Bahkan masjid yang didirikan oleh Bani Umayyah yang selama 1300 tahun berdiri, untuk pertama kalinya tidak mengumandangkan adzan dan ditutup untuk sholat Jumat karena alasan keamanan yang tidak memungkinkan.
“Belum pernah terjadi sebelum Arab Spring ini demo dilakukan di depan masjid. Pasti yang namanya demo ya dilakukan di depan kantor pemerintahan maupun istana negara. Apalagi dilakukannya itu di hari Jumat yang seperti kita kenal bahwa Jumat adalah Jumat Mubarak, yang harusnya penuh dengan keberkahan dan kedamaian,” " katanya.
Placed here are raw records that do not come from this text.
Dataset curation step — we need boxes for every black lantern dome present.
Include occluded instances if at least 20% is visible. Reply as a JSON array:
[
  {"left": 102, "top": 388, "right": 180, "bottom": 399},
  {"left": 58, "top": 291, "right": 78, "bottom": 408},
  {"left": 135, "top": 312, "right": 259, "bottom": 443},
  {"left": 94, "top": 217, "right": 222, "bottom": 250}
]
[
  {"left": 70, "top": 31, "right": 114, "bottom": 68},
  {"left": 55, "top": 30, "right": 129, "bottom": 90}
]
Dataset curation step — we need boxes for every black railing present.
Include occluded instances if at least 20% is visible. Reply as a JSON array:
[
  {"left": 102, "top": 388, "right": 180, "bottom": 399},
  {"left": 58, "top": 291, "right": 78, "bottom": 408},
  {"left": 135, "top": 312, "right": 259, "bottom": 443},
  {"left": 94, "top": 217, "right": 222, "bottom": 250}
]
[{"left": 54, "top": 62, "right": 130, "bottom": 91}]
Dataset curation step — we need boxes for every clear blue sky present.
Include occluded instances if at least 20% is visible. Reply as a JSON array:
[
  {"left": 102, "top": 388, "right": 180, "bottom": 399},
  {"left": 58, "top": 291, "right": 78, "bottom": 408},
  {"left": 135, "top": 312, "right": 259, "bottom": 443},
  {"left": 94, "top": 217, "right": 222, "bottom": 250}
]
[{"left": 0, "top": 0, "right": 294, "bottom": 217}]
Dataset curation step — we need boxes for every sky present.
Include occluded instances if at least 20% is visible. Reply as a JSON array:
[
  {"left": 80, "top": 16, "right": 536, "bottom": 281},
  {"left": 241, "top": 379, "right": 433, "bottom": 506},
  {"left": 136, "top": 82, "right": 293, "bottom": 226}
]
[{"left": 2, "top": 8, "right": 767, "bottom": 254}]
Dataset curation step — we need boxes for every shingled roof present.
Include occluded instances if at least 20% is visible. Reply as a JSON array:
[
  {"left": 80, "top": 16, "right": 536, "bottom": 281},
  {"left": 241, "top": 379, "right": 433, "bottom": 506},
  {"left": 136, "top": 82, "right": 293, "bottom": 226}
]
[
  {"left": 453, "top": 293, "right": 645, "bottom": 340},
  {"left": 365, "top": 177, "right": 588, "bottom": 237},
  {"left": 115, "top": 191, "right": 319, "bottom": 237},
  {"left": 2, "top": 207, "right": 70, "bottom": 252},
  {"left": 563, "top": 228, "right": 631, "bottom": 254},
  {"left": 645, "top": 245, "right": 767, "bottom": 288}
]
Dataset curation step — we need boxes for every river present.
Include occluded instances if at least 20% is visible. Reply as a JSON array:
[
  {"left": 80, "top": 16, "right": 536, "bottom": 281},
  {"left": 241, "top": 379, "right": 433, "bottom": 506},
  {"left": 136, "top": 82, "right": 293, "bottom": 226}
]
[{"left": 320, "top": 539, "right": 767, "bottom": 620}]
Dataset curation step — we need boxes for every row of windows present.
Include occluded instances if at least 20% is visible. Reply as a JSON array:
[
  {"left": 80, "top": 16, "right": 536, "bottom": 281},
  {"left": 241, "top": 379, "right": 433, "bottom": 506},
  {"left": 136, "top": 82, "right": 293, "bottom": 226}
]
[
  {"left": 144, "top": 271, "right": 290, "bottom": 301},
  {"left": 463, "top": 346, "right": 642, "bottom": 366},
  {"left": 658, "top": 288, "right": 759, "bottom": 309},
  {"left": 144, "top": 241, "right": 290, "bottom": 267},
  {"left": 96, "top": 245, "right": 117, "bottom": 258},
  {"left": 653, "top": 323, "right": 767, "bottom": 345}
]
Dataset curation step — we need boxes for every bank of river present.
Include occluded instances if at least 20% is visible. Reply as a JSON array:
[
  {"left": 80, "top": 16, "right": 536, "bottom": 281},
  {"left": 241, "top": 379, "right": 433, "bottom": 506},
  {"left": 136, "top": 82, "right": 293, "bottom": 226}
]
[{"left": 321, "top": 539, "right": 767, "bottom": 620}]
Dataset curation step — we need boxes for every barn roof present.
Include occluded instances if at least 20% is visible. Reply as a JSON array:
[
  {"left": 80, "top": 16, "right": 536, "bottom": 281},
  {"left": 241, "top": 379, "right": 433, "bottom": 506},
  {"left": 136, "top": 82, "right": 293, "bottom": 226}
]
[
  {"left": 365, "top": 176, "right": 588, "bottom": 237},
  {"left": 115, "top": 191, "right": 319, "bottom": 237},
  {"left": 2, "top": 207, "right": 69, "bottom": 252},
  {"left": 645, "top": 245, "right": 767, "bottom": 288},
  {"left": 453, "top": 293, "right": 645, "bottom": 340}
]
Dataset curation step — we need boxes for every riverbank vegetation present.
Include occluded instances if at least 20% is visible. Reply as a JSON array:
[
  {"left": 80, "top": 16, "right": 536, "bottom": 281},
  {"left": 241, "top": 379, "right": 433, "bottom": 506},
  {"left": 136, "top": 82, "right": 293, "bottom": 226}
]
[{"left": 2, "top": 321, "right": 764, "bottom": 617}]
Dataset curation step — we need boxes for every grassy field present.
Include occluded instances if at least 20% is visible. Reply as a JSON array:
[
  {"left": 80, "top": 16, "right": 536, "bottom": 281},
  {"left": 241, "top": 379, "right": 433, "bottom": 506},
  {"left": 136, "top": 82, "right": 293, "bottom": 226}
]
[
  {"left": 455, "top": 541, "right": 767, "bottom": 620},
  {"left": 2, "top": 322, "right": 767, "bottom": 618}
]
Hoaks Delegitimasi Pemerintah
Penyebaran hoaks dan propaganda merupakan bagian lain dari gerakan kelompok-kelompok radikal. Tujuannya adalah menghilangkan kepercayaan masyarakat terhadap pemerintah. "Tidak bisa tidak, bahwa hoaks dan radikalisme adalah satu paket," tegasnya.
Penyebaran hoaks mereka lakukan sebab terinspirasi oleh hadis yang sebagian redaksinya berbunyi bahwa perang adalah tipu daya. Oleh karenanya, menyebarkan hoaks menjadi bagian dari strategi perlawanan mereka. Padahal jika dicermati, hadis tersebut dikontekstualisasikan ketika terjadi perang.
"Pemilu yang berlangsung di Indonesia itu oleh kelompok radikalis disamakan dengan perang. Jadi, produksi hoaks masif dilakukan. Bahkan, doanya pun doa Perang Badar," imbuhnya.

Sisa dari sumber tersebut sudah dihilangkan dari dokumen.